Due to increased staff and student absences, Creston Community Elementary School — grades one through five — will transition to a combination of remote and on-site learning beginning Monday, Superintendent Deron Stender said in a notice to parents.
“We had a mentality: do every thing we can but don’t break,” Stender said. “We just reached the point where I could see the crack coming.”
Today will be a recovery day. No on-site learning will be held. Staff and students’ parents should use the day to “prepare for the transition to remote learning ... (gather supplies, devices, plan schedules, etc.)” the notice said.
CCES principal Julie Plant said the students will be split into two groups consisting of two of the four classes from each grade level. One group will meet in person Monday and Tuesday with remote learning the rest of the week. The second group will have remote learning Monday, Tuesday and Wednesday with in person learning Thursday and Friday.
“The students will stay with their teacher,” Stender said.
Stender said six data points were used in making the decision to switch to a hybrid model. The positivity rate did not rise above the 15% needed for a waiver to full-time remote learning.

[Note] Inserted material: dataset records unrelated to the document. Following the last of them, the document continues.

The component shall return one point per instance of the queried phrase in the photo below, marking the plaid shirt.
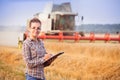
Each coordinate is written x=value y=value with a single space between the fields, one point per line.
x=33 y=53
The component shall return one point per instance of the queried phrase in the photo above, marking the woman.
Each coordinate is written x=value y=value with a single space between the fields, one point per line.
x=34 y=52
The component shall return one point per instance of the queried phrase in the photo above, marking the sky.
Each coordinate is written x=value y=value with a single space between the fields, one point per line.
x=16 y=12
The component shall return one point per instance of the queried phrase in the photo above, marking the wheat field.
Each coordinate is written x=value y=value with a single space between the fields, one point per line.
x=80 y=61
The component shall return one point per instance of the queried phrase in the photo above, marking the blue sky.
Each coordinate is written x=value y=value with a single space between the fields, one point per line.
x=16 y=12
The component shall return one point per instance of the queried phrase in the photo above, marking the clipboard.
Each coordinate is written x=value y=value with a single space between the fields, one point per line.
x=48 y=62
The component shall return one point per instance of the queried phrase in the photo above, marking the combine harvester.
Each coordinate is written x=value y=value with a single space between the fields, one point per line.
x=58 y=22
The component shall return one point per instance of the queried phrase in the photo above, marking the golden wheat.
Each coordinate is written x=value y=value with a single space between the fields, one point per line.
x=81 y=61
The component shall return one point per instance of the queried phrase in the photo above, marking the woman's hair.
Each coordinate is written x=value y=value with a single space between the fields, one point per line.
x=34 y=20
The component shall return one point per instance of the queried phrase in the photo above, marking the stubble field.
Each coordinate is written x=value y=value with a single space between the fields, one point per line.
x=81 y=61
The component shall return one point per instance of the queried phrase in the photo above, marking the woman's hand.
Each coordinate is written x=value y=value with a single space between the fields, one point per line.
x=47 y=56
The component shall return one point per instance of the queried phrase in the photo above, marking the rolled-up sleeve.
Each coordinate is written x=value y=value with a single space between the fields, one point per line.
x=31 y=62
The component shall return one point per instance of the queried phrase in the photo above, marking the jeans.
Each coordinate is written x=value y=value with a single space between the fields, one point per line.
x=28 y=77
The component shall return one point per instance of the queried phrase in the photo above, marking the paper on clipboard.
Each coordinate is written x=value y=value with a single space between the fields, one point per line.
x=48 y=62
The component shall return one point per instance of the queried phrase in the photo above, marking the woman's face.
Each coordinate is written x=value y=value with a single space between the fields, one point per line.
x=35 y=29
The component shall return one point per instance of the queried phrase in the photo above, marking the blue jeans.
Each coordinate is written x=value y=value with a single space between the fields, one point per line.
x=28 y=77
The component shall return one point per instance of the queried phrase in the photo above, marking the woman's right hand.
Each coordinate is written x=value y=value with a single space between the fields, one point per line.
x=47 y=56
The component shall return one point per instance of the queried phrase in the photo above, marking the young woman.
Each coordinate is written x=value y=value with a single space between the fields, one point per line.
x=34 y=52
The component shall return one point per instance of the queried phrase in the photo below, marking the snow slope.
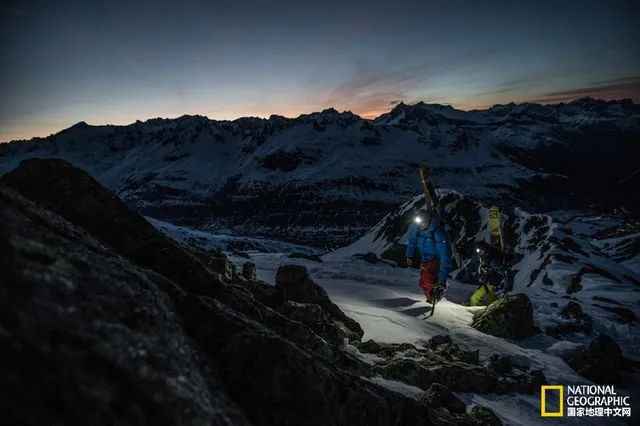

“While our positivity rates have gone up a little bit, that’s not the ... reason we why we need to go to a hybrid model,” he said. “What it comes down to we’ve got so many individuals in quarantine ... we’re just hanging on by our fingertips.”
Plant said the student positivity rate is at 2.27%. However, the number of staff absent due to quarantine and isolation has created logistical problems. Plant said two staff members are currently quarantined due to close contact with a person who has tested positive, one has tested positive, two will have prolonged absences due to COVID-19 related daycare issues, and two are currently in isolation pending test results.
Two of the affected staff members are shared between the elementary and middle schools.
Stender said the recent decision to move students to on-site learning if they were struggling with remote learning did not factor into the decision to move to a hybrid model. He had previously stated that the work load for teachers trying to teach two groups of students simultaneously — on line and on site — was unfair to teachers and not working well for students.
“This is an isolated building,” he said. “Our early childhood center, our middle school and our high school are not seeing the level of absenteeism that we are in the elementary. They’re still able to provide instruction.”